Preventing Relapse Medicines used in the detoxing programme help the brain to restore to its normal functions easier and stop the desire for the drug. Medications are accessible for management of opioid (heroin, prescription pain relievers), tobacco (nicotine), and alcohol dependence. Researchers are creating different solutions to manage stimulant (cocaine, methamphetamine) and cannabis (marijuana) dependence A person who uses more than one substance, which is really typical, require treatment for every substance he/she uses.
How Drug Addiction Is Treated Using Behavioural Therapies
Behavioural therapies assist a patient to:
change his/her behaviour and attitude related to the substance use
develop life skills that are healthy
Continue with varying forms of treatment like medication
Patients can get treatment in a wide range of settings with different approaches.
In an outpatient treatment programme, the recovering addict attends therapy sessions on appointed times. There are therapy sessions that a patient is alone with the counsellor and others that utilise group therapy, sometimes a patient may attend both types.
These projects normally offer types of behavioural treatment, for example,
cognitive-behavioural therapy, which helps patients recognize, avoid, and cope with the situations in which they are most likely to use drugs
multidimensional family therapy - designed for teenagers suffering drug addiction and their relatives - which considers several factors that contribute to their drug addiction, with the intention of affecting the functioning of the family in a positive manner
Motivational interviewing, which takes full advantage of the patient's readiness to change and willingness to enter treatment
contingency management (motivational incentives), which makes use of positive reinforcement to motivate refraining from substances
sometimes, intensive treatments that involve several outpatient sessions every week is given at first. After the completion of the in-depth treatment, a patient moves to frequent outpatient treatment, which does not meet as regularly and for fewer hours every week to assist with maintaining his/her recovery.

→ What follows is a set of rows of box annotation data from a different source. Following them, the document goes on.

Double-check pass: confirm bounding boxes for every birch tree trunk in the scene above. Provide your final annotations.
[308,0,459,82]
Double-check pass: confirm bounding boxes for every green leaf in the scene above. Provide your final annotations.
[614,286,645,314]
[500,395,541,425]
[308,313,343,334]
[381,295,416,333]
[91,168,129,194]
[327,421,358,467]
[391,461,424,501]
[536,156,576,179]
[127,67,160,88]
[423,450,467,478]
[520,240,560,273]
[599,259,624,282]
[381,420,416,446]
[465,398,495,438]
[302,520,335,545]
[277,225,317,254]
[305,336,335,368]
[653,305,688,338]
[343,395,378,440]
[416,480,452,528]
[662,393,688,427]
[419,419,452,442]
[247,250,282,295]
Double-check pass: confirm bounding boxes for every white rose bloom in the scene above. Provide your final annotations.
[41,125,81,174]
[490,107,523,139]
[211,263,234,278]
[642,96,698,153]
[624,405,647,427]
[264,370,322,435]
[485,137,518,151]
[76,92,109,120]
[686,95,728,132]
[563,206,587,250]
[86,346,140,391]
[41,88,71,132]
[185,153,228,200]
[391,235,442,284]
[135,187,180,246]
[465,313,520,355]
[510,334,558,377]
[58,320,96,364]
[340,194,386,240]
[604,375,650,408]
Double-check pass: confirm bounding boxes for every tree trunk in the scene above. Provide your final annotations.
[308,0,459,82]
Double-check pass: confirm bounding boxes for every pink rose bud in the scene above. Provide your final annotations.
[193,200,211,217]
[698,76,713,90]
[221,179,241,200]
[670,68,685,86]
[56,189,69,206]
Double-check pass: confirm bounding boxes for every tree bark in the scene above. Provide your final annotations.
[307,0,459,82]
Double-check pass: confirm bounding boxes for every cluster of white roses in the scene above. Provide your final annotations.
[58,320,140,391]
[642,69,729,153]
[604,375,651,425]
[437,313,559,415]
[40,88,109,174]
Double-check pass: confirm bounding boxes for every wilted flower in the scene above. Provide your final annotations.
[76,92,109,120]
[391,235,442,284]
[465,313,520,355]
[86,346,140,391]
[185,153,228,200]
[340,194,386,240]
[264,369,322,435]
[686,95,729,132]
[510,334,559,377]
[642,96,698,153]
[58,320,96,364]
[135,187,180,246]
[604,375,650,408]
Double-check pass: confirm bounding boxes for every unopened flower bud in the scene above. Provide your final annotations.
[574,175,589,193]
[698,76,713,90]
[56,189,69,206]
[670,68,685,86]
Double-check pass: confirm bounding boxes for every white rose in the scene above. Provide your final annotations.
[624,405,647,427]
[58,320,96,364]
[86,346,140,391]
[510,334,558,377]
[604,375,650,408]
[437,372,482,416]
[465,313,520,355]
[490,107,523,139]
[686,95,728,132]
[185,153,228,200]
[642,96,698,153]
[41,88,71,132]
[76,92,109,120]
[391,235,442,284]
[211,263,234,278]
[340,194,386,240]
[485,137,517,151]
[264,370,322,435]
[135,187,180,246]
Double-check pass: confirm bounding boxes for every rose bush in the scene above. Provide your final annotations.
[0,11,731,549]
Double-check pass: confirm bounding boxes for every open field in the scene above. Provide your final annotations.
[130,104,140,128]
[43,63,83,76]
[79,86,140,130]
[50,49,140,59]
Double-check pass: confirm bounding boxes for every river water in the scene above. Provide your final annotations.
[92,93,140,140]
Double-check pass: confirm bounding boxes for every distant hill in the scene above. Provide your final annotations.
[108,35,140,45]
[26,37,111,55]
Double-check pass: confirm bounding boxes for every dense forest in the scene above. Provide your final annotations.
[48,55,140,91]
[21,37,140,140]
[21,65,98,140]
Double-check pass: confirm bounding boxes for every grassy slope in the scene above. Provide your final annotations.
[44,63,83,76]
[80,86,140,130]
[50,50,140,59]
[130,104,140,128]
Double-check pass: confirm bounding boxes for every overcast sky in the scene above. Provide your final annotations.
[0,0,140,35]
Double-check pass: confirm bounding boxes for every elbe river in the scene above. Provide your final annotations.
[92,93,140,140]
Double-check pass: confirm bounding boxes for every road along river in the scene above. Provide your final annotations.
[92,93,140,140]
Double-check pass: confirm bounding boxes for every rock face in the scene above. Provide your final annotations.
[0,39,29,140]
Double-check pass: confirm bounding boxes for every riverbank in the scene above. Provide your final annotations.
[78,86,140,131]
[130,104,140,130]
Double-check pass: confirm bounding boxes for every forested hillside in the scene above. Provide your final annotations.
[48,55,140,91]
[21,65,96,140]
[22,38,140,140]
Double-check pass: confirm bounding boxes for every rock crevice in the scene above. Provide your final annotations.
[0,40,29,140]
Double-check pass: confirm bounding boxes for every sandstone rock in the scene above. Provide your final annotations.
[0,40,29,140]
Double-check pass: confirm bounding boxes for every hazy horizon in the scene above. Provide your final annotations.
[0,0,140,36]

For a patient with severe problems, including coexisting conditions, inpatient or residential treatment is very effective. The around the clock care available at residential rehabilitation centres includes safe boarding facilities and close monitoring of patients. Several approaches to therapies that are mainly designed to assist the patients to achieve a life that is free of drugs and crime after treatment are applied by residential treatment facilities.
Some examples of inpatient treatment environments are:
In the period it takes for the patient to recover, usually six to twelve months, the patient becomes a member of the community at the therapeutic facility. The behaviours, understanding and attitude of the addict towards drugs is affected by the whole community, which involves the staff that offer the treatment and those recovering from addiction, as they take up the role of change agents.
Shorter-term residential treatment, where detoxification is done and the patient prepared for community based treatment through preliminary intensive counselling.
Short term, supervised housing for patients called recovery housing is sometimes utilized after residential treatment. Recuperation housing can help individuals make the move to a free life, for instance, helping them figure out how to manage funds or look for business and also interfacing them to bolster services in the group.
Problems Of Re-Admission
The excessive urge to take drugs could be "triggered" by several factors within the brain, as the workings of the brain is altered by drug abuse. It's basic for those in treatment, particularly those treated at an inpatient centre or jail, to figure out how to identify, ignore and adapt to triggers they are probably going to be presented to after treatment.